A Venturi flow meter is used to measure the the flow velocity of a water main. The water main has a diameter of 30.0 cm, and the constriction has a diameter of 10.0 cm. The two vertical pipes are open at the top, and the difference in water level between them is 3.0 m.
Find the velocity, vm (in m/s)of the water in the main.
The volumetric flow rate, Q (in m3/s) of the water in the main.
volume flow is the same in the big section as the small.
pi Rbig^2 Vbig = pi Rsmall^2 Vsmall
so
Vsmall = Vbig (15^2/5^2) = 9 Vbig
then Bernoulli
(1/2)rho Vsmall^2 = (1/2) rho Vbig^2 +rho g h
2 g h = (Vsmall^2 - Vbig^2)
2 (9.81)(3) = 81Vbig^2 - 1 Vbig^2
= 80 Vbig^2
so
Vbig^2 = .736 m^2/s^2
Vbig = .858 m/s in big main
Q = pi (.15^2) .858 = .06 m^3/sec
thanks
I am not getting the correct answer, can you plz explain a bit better?
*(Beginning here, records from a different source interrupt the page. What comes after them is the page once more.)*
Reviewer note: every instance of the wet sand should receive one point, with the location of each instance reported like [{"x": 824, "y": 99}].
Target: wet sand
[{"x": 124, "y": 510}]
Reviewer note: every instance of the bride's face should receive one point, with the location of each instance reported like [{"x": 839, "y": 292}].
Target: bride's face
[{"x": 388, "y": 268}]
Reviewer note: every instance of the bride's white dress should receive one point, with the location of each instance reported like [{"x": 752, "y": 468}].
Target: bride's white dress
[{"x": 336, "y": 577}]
Thankx
To find the flow velocity of the water in the main, we can use the Bernoulli's equation and the principle of continuity.
1. Bernoulli's equation:
P1 + 1/2 * ρ * v1^2 + ρ * g * h1 = P2 + 1/2 * ρ * v2^2 + ρ * g * h2
Where:
P1 and P2 are the pressures at two different points in the flow (in this case, the pressure at the top of the water column in each vertical pipe)
ρ is the density of the fluid (in this case, water)
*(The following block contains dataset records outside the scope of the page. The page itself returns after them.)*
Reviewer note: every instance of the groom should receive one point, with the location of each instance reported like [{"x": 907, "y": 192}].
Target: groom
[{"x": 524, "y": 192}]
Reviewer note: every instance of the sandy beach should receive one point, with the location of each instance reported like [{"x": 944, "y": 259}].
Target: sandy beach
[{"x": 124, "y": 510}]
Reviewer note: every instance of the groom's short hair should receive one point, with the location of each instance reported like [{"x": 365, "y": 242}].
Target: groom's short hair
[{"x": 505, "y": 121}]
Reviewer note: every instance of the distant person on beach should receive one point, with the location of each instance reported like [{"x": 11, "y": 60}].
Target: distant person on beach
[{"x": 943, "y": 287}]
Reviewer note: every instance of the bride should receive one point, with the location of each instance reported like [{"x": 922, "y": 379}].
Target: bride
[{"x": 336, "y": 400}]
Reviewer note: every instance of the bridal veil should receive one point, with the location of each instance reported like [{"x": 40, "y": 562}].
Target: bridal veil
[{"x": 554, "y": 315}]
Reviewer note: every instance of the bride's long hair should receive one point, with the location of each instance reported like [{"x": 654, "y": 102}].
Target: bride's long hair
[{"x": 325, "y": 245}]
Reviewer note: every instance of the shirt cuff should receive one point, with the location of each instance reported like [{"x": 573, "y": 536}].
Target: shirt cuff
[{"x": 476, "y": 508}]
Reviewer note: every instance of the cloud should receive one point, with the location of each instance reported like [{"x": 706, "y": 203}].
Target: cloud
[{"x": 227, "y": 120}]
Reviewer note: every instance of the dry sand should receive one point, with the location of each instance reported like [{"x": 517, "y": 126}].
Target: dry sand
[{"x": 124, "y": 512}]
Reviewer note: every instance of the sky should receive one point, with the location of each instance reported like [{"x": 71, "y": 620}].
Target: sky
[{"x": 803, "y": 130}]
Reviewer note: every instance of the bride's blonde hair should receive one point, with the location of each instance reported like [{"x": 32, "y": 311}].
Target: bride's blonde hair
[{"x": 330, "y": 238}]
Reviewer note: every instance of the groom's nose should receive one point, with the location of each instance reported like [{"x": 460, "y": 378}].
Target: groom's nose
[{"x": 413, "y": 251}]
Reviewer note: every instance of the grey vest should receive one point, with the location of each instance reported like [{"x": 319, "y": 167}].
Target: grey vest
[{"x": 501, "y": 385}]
v1 and v2 are the velocities at two different points in the flow (in this case, the velocity of the water in the main and the velocity in the constriction)
g is the acceleration due to gravity (9.8 m/s^2)
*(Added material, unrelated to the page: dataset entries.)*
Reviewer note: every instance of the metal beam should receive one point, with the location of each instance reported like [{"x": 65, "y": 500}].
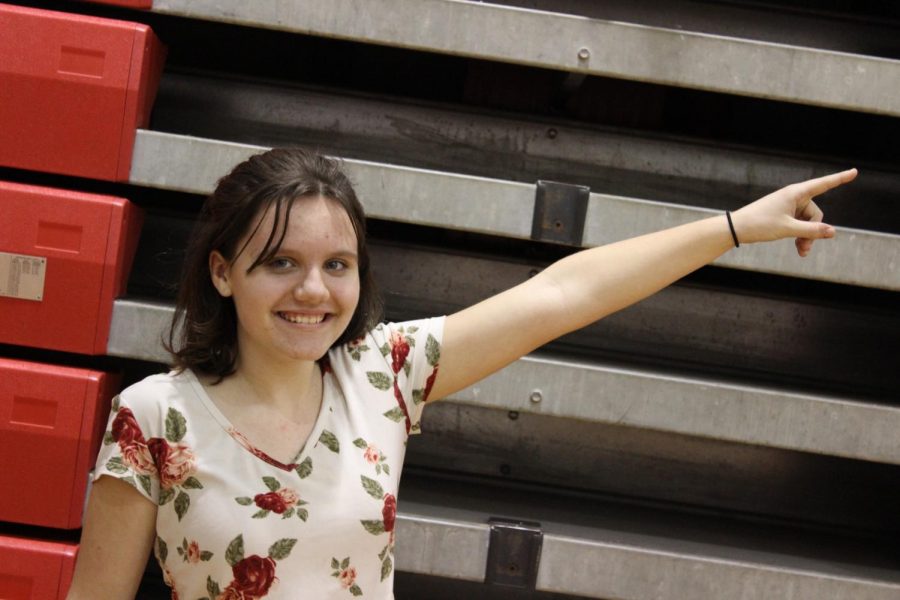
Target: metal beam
[
  {"x": 606, "y": 551},
  {"x": 579, "y": 44},
  {"x": 505, "y": 208},
  {"x": 635, "y": 398}
]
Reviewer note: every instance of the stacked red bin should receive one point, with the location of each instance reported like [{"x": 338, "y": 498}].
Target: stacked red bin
[{"x": 73, "y": 92}]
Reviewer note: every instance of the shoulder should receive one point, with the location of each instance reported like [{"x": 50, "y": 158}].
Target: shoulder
[
  {"x": 150, "y": 397},
  {"x": 377, "y": 344}
]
h1 and h2 are the heights of the water column in each vertical pipe
2. The principle of continuity:
A1 * v1 = A2 * v2
Where:
A1 and A2 are the cross-sectional areas of the flow at two different points (in this case, the area of the water main and the area of the constriction)
Now let's solve for the velocity in the main (vm):
Using the principle of continuity, we get:
π * r1^2 * vm = π * r2^2 * v2
Since the diameter is given, we can calculate the radius:
r1 = 0.5 * 30.0 cm = 15.0 cm = 0.15 m
r2 = 0.5 * 10.0 cm = 5.0 cm = 0.05 m
So the equation becomes:
π * (0.15 m)^2 * vm = π * (0.05 m)^2 * v2
The π terms on either side cancel out, simplifying the equation to:
(0.15 m)^2 * vm = (0.05 m)^2 * v2
Now let's calculate the velocity in the constriction (v2):
Using Bernoulli's equation, we can compare the two vertical pipes:
P1 + 1/2 * ρ * v1^2 + ρ * g * h1 = P2 + 1/2 * ρ * v2^2 + ρ * g * h2
The pressure at the top of both pipes is atmospheric pressure, which we can assume cancels out from both sides of the equation. Also, since the top of both pipes are open, the height terms (h1 and h2) cancel out. Thus, we get:
1/2 * ρ * v1^2 = 1/2 * ρ * v2^2
Now we can solve for v2:
v2^2 = v1^2 * (r1/r2)^2
Plugging in the known values:
v2^2 = vm^2 * (0.15 m / 0.05 m)^2
v2^2 = 9 * vm^2
Now we can substitute this value of v2^2 into the equation for the principle of continuity:
(0.15 m)^2 * vm = (0.05 m)^2 * 9 * vm^2
Simplifying the equation, we get:
0.0225 * vm = 0.0025 * 9 * vm^2
0.0225 = 0.0025 * 9 * vm
Now, solve for vm:
vm = 0.0225 / (0.0025 * 9)
vm ≈ 0.1 m/s
So, the flow velocity of the water in the main (vm) is approximately 0.1 m/s.
To find the volumetric flow rate (Q) of the water in the main, we can use the equation:
Q = A1 * vm
Where A1 is the cross-sectional area of the water main and vm is the flow velocity we just found.
Plugging in the values, we get:
Q = π * (0.15 m)^2 * 0.1 m/s
Calculating this expression, we find:
Q ≈ 0.0707 m^3/s
Therefore, the volumetric flow rate of the water in the main (Q) is approximately 0.0707 m^3/s.